- Architects: C.F. Møller
- Location: 7400 Herning, Denmark
- Area: 4700.0 m2
- Project Year: 2014
- Photographs: Martín Schubert
- Landscape Architect: C.F. Møller Landscape
- Engineer: COWI
- Client: Herningsholm Vocational School
From the architect. The new Herningsholm Vocational School asserts itself as an independent building in an existing campus cluster of educational buildings. The school is designed inside-out – with a focus on the creation of optimal learning and study environments – as well as outside-in, in relation to the surrounding context where welcoming urban spaces provide possibilities for outdoor work and teaching.
The building takes into account that our behavior and thinking is shaped by the physical environment we are in. The form of the learning environment – the architecture – has a significant impact on the student’s daily learning processes, and is therefore designed for modern and democratic principles.

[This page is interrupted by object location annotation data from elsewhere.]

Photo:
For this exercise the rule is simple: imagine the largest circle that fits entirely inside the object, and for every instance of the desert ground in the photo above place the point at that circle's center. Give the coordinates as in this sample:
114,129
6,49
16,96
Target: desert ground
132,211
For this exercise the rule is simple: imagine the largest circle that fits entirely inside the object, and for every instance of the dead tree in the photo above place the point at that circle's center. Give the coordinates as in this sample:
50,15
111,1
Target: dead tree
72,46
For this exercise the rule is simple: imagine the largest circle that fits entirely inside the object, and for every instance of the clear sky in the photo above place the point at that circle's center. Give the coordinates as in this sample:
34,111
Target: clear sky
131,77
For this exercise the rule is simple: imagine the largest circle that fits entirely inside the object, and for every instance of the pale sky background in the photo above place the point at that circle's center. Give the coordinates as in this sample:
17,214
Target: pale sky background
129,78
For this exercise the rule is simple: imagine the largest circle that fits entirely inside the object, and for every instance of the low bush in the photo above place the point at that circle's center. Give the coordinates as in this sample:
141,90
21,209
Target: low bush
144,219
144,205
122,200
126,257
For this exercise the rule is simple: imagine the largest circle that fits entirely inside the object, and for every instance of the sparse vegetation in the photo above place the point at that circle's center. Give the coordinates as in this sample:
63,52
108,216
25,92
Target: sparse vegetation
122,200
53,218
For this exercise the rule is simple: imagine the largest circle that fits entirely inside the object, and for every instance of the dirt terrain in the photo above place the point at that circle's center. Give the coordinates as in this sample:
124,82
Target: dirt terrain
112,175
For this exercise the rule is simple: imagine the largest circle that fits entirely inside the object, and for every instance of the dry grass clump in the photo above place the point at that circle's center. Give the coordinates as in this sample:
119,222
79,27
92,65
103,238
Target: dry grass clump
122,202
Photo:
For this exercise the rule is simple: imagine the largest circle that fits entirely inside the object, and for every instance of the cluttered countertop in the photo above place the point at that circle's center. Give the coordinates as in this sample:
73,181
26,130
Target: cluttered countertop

The building is an angular layout that brings together three building volumes under a sloping roof, which in scale responds to the surroundings by dropping from three floors furthest south to two floors in the far north. The angular building creates three new outdoor urban and learning spaces in conjunction with the neighboring buildings: The Plaza, the study garden and a front garden.
The Plaza becomes an important destination that brings together the surrounding institutions and users. The Plaza incorporates greenery in the form of two large cracks in the poured concrete; merging the urban scale with the human scale. In dry weather, the triangulated depressions offer seating in the green. During rainfall, the recesses act as natural infiltration and retention basins to relieve the sewers.
To the west, around existing trees, a quiet green garden space called study garden is formed, for learning, reflection and contemplation; while to the south a more semi-public space front garden is established with direct access from the classrooms on the ground floor.
An incision into the building volume towards the Plaza produces a dramatic architectural idiom for the school. The roof overhang forms a covered outdoor space, which mediates the transition to the lower buildings to the north, and clearly highlights the school’s main entrance and “shop fronts” on the ground floor where the various educations and their work is made visible.
The learning spaces that are the building’s backbone are organized around a unifying common space that also serves as a flexible learning environment. The learning spaces are grouped 2 and 2 so as to create direct access to the common space from all learning spaces in the school.
The building is designed for general use, and the learning spaces are designed so that the physical environment supports and matches varied, flexible and contemporary learning principles. Built-in seating / study niches in the facade brings quality to the spaces, and inspires alternative, more unconventional uses. Mobile furnishings can quickly transform the learning space for various teaching situations.The common study spaces also offers varied physical environments to work in, from the double-height rooms facing the garden, suitable for workshop-like uses, to a student café space for informal gatherings of students, to dedicated study corners of quieter and more intimate character – and each individual learning space in itself is designed for numerous setups and spatial uses.
The facades are differentiated by orientation, showcasing how the constructions, sustainable initiatives and installation principles are fully adapted and integrated with the architectural concept: The glazed facades feature integrated niches and deep reveals that provide shading for the facade architecture, which plays on gravity and ease using massive pre-fabricated fibre cement facade panels in combination with tall, bronze-anodized perforated aluminum shutters which add warmth and variation to the composition.